Lo stradone, autostrada 544, è un’ondata di piena di auto, moto, scooter, autobus arrugginiti, rumore di metalli che ruggiscono. Il rischio di attraversarla, aspettiamo scudi umani più esperti di noi. Immenso cartellone pubblicitario.  ‘Innerwears’ or ‘Underwears’

Oggi visita a grandi biblioteche. Odore di carta e di umido. Mobili scuri. Suore bibliotecarie. Seminario maggiore. Penso al seminario di Santiago de Compostela: era ‘maggiore’ anche quello, centinaia e centinaia di stanze. Vuote. Affollate oggi di viandanti, camminatori contemporanee. Chiesa immensa, facoltà di filosofia e di teologia. Architettura degna di Harry Potter, voluta da francescano spagnolo che ha vissuto in India per mezzo secolo senza mai tornare nella sua terra. È questa la sua terra.

Un operaio strappa la gramigna con le mani, accucciato sui talloni.

I frati mi raccontano di parrocchie italiane: a Cerreto Guidi o a Paola. I cammini dei missionari verso Occidente.

La chiesa del seminario maggiore

 

Corridoio

Finalmente un po’ di chilometri di fuga. Il territorio di Almagany. Qui, alle spalle dell’ashram, non è un paese, non è campagna. Mi ricorda le case in pineta al Forte dei Marmi. C’è opulenza. Ragazzi con la divisa tornano a casa. Bananeti come giardini. Ogni casa ha il suo albero di noce moscata. Una donna anziana, vestita di rosa, mi saluta con un gesto della mano. Due uomini sono seduti su un gradino con il mundu fra le gambe. Il caldo comincia ad allentarsi. Le case sono ville. Opera della vanità degli architetti. Sono ville di sfarzo geometrico. Ogni tanto una casupola. Nessuno in giro. Ragazzi in bicicletta con la maglia di Messi. Ho uno strano desiderio di un bar. Ma qui bar sta per un luogo dove c’è alcool, birra e vino. E lungo questi stradelli non ce ne sono.

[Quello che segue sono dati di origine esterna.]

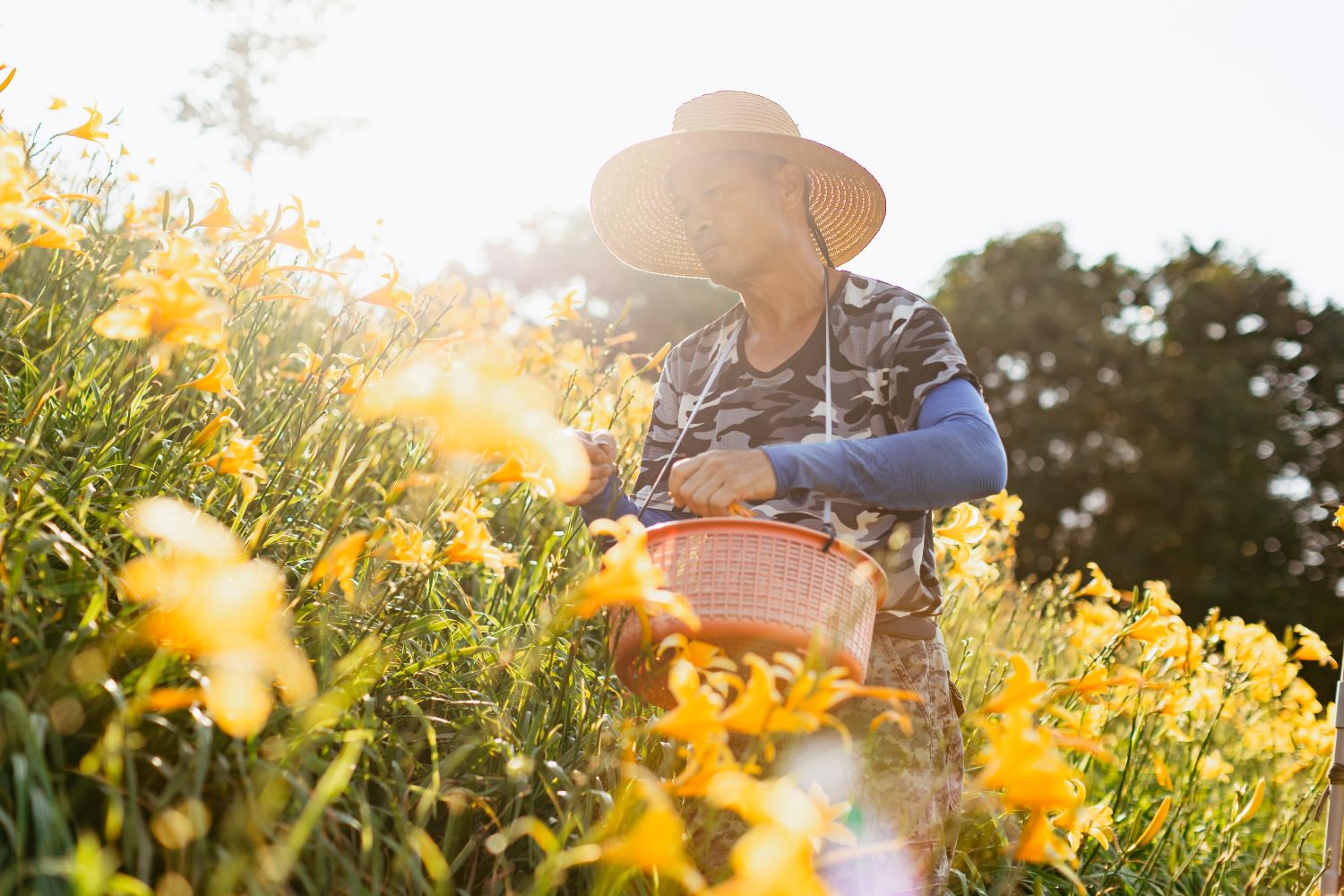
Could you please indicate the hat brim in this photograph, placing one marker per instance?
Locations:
(633, 215)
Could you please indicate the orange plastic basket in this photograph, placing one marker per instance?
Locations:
(757, 586)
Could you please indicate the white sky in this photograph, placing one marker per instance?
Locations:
(1132, 124)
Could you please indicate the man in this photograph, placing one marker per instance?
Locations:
(734, 194)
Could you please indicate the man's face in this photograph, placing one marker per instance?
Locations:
(730, 206)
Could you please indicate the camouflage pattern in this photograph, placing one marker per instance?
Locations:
(890, 349)
(900, 786)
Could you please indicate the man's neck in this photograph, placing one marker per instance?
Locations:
(785, 298)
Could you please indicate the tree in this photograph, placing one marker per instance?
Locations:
(230, 96)
(1180, 425)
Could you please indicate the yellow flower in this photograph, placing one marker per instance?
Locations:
(1099, 584)
(1021, 759)
(1005, 508)
(706, 759)
(167, 303)
(241, 458)
(1021, 689)
(1038, 841)
(1214, 767)
(513, 471)
(771, 860)
(296, 234)
(218, 214)
(781, 802)
(89, 129)
(564, 309)
(1160, 597)
(1091, 821)
(653, 842)
(629, 576)
(211, 602)
(215, 424)
(696, 715)
(1160, 771)
(338, 563)
(965, 525)
(408, 544)
(478, 405)
(1253, 804)
(220, 379)
(1311, 648)
(390, 295)
(472, 541)
(1155, 825)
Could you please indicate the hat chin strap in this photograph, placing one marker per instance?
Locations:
(723, 352)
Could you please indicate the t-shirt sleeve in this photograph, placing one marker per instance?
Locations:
(659, 441)
(926, 355)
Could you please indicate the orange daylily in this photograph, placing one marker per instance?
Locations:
(293, 236)
(89, 129)
(629, 576)
(390, 295)
(1021, 689)
(241, 458)
(218, 379)
(211, 602)
(220, 214)
(338, 563)
(478, 405)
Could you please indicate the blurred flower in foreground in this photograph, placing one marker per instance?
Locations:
(241, 458)
(631, 578)
(214, 603)
(220, 215)
(168, 303)
(338, 563)
(89, 129)
(653, 841)
(18, 206)
(478, 406)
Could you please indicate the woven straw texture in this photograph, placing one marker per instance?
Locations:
(632, 206)
(757, 584)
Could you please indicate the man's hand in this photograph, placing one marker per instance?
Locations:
(709, 482)
(601, 447)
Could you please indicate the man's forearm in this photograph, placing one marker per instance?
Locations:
(953, 455)
(959, 460)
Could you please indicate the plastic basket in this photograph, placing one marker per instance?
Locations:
(757, 586)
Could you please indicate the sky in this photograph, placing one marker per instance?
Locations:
(1134, 125)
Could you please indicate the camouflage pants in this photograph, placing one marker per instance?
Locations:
(900, 788)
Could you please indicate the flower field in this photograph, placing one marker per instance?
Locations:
(292, 602)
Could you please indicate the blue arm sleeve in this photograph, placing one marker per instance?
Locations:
(954, 454)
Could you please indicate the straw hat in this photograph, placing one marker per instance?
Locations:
(632, 206)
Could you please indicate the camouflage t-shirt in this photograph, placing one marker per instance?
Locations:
(890, 349)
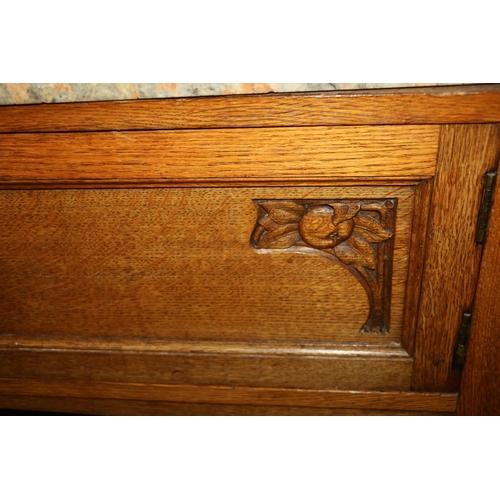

A sera, festa di compleanno. M. compie i suoi 32 anni. È stato tre mesi in Italia, ma non ha imparato che poche parole. Sono venuti i suoi genitori a festeggiarlo. C’è una torta superdolce. Un mazzo di fiori, un’allegria da compagni di corso, di seminario, di gruppo. J. Ci aveva detto: ‘Ho scelto di essere frate perché si vive in comunità’. Questi ragazzi hanno già percorso un cammino più lungo di una decina d’anni. Sono giovani, belli, allegri. Sono già sacerdoti. Le dita cercano la panna montata della torta: il primo boccone è per M. Poi il padre, la madre, incrocio di braccia che cercano la bocca. Occhi luccicanti. E poi le stesse dita spalmano crema e panna sulle guance di M., sul naso, sui capelli. Lui si divincola, ma si diverte come un ragazzino. Cena speciale, arriva un grosso pesce arrostito con sapienza e buone dose di spezia. Mangiano tutti con le mani, le tengono unte a palmo in alto, poi le ruotano, le chiudono a presa di gru e fanno un boccone con il riso e il pesce.

A notte cammino fino a dei ragazzi che, nel campo di calcio, hanno acceso un fuoco e tre donne sembrano recitare. Credo di stare sognando.